This is how I feel after getting 3 hours sleep and facing a full day at work. Not happy Jack
I’m having a Macbeth moment in my life. I had a decent night’s sleep on Saturday night for the first time in ages. I have been getting by on 3 or 4 hours per night for about a month. I roll over onto my left shoulder and the pain wakes me up. I toss and turn and try and get comfortable but can’t. I stay woken up. This is one of the main reasons I have not been getting up and having a swim. I simply can’t get out of bed in the morning. The alarm goes off and I try and get up and the first thing I feel is pain shooting down my shoulder and it flattens me.
I’d give anything for that “innocent sleep,” Macbeth talks about. Innocent sleep is the escape from pain for me.
I stumble around on Sunday morning trying to get organised, resisting the temptation to just go back to bed. Pain ripples and stings down my arm like a burning electric wire. Those famous lines echo though my dark apartment. “Sleep that knits up the ravell’d sleeve of care,” Amen! Wish I had written that. I’ve got a ravelled sleeve at present.
I arrived at Balmoral at 7.30am, Sunday morning. The race had started. The Balmoral Beach Club mens’ change room is deserted. My locker is as I left it a month ago. After changing, I creep furtively across across the verandah onto the beach, hoping no one notices I’m carrying snorkel and flippers. Everyone is in the water, racing. The beach is blissfully deserted. The walk of shame to the water’s edge.
Shakespeare had Macbeth say about sleep:
The death of each day’s life, sore labour’s bath,
Balm of hurt minds, great nature’s second course,
Chief nourisher in life’s feast,–
This could also apply to swimming in the ocean – it is a nourisher at life’s feast. I headed off around the bay, getting that nourisher going. The lead swimmers would be back on the beach soon. Two laps around were very relaxing — the smell of the salt water, the ripples on the sandy bottom and the busy fish whizzing to and fro. Balm for a hurt mind. Toward the end I noticed someone swimming beside me. It was Charm Friend. She was watching my stroke underwater. We stopped and yarned, treading water. She is a super swimmer and a great coach but like me has a history of painful spinal issues. We laughed when sharing our common woes.

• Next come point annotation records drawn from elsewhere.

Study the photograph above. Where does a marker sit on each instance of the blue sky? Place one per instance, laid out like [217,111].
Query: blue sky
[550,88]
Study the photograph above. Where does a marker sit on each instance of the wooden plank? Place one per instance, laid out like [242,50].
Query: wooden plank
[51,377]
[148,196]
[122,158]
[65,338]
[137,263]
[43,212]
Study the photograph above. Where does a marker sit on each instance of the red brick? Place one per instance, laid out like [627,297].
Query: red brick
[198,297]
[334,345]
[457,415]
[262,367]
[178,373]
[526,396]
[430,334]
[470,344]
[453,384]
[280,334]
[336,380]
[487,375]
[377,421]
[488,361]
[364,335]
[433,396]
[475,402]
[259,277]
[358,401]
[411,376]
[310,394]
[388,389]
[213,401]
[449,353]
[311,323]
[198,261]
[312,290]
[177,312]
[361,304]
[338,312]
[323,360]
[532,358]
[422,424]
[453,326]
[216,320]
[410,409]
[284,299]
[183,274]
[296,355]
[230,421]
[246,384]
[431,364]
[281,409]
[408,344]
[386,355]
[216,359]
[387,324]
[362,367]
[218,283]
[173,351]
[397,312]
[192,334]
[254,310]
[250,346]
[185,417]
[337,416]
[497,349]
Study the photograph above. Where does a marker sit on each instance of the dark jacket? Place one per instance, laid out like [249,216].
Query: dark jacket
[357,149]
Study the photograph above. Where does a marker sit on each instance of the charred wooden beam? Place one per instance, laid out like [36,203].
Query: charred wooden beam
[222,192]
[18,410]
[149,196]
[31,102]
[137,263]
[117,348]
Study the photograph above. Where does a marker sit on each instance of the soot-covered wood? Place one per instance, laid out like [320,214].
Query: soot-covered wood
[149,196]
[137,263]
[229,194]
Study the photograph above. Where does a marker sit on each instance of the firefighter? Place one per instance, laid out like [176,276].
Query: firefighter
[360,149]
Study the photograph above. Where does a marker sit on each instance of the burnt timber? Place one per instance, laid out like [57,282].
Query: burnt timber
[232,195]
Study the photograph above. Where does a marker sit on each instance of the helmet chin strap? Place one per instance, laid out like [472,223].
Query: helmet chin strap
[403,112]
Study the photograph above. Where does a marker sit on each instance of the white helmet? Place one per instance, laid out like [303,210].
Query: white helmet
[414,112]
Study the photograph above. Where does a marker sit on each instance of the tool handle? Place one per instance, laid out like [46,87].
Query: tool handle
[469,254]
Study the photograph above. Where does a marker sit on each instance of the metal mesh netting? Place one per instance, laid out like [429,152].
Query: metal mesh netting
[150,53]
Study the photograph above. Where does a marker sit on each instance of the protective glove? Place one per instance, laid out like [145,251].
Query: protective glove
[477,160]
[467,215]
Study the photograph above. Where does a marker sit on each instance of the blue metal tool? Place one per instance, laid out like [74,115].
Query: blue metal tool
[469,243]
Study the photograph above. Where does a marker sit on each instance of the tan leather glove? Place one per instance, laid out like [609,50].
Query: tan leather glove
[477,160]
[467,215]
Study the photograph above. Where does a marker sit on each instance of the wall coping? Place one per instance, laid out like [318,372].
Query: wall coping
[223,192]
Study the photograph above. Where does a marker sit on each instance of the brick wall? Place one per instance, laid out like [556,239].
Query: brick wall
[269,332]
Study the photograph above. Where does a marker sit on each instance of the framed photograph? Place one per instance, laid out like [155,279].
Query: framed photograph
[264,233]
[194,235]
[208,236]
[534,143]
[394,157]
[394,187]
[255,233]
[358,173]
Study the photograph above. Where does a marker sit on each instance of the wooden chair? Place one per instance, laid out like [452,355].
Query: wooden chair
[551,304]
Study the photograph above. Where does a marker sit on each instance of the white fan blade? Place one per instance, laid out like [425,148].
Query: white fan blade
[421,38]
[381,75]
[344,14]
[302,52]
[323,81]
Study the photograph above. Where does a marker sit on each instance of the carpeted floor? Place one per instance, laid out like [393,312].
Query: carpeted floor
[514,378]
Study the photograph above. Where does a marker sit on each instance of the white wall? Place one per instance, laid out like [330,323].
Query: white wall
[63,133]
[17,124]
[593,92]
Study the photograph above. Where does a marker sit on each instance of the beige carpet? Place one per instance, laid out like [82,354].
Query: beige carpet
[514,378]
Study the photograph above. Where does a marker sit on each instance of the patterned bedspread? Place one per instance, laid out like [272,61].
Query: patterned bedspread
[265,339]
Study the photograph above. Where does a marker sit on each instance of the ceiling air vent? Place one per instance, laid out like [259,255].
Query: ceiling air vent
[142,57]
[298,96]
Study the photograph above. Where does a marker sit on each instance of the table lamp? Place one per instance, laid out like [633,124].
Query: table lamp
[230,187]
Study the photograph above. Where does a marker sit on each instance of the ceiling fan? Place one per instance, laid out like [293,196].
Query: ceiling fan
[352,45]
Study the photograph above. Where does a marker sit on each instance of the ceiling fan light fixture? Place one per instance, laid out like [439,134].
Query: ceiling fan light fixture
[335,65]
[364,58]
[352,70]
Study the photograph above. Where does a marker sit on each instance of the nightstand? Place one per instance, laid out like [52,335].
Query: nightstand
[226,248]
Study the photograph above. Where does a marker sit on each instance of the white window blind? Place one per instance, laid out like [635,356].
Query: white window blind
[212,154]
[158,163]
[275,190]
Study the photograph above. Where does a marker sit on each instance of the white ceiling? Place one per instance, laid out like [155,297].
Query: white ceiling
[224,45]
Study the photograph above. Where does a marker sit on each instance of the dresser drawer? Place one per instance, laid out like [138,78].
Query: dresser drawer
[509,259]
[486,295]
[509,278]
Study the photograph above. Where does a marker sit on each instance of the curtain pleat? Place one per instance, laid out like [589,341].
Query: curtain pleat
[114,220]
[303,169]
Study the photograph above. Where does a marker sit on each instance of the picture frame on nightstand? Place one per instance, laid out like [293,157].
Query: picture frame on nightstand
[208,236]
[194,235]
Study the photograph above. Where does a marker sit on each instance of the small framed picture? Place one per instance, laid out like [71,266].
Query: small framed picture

The change room was still a hub-bub of activity and familiar noise when I arrived back there and I caught up with a number of people I hadn’t seen for weeks. The same timeless topics engaged everyone in the shower. Unfortunately, the great issues which were discussed are no closer to resolution. I enjoyed breakafst sitting in the sun in the top room listening to the hum of conversation and feeling the human animation. A problem with pain is that it’s isolating. It drives me into the corner as each day becomes a battle to cope and life becomes all about survival. There is no room for anything else.
Macbeth nailed it and I believe it. The ocean is great nature’s second course.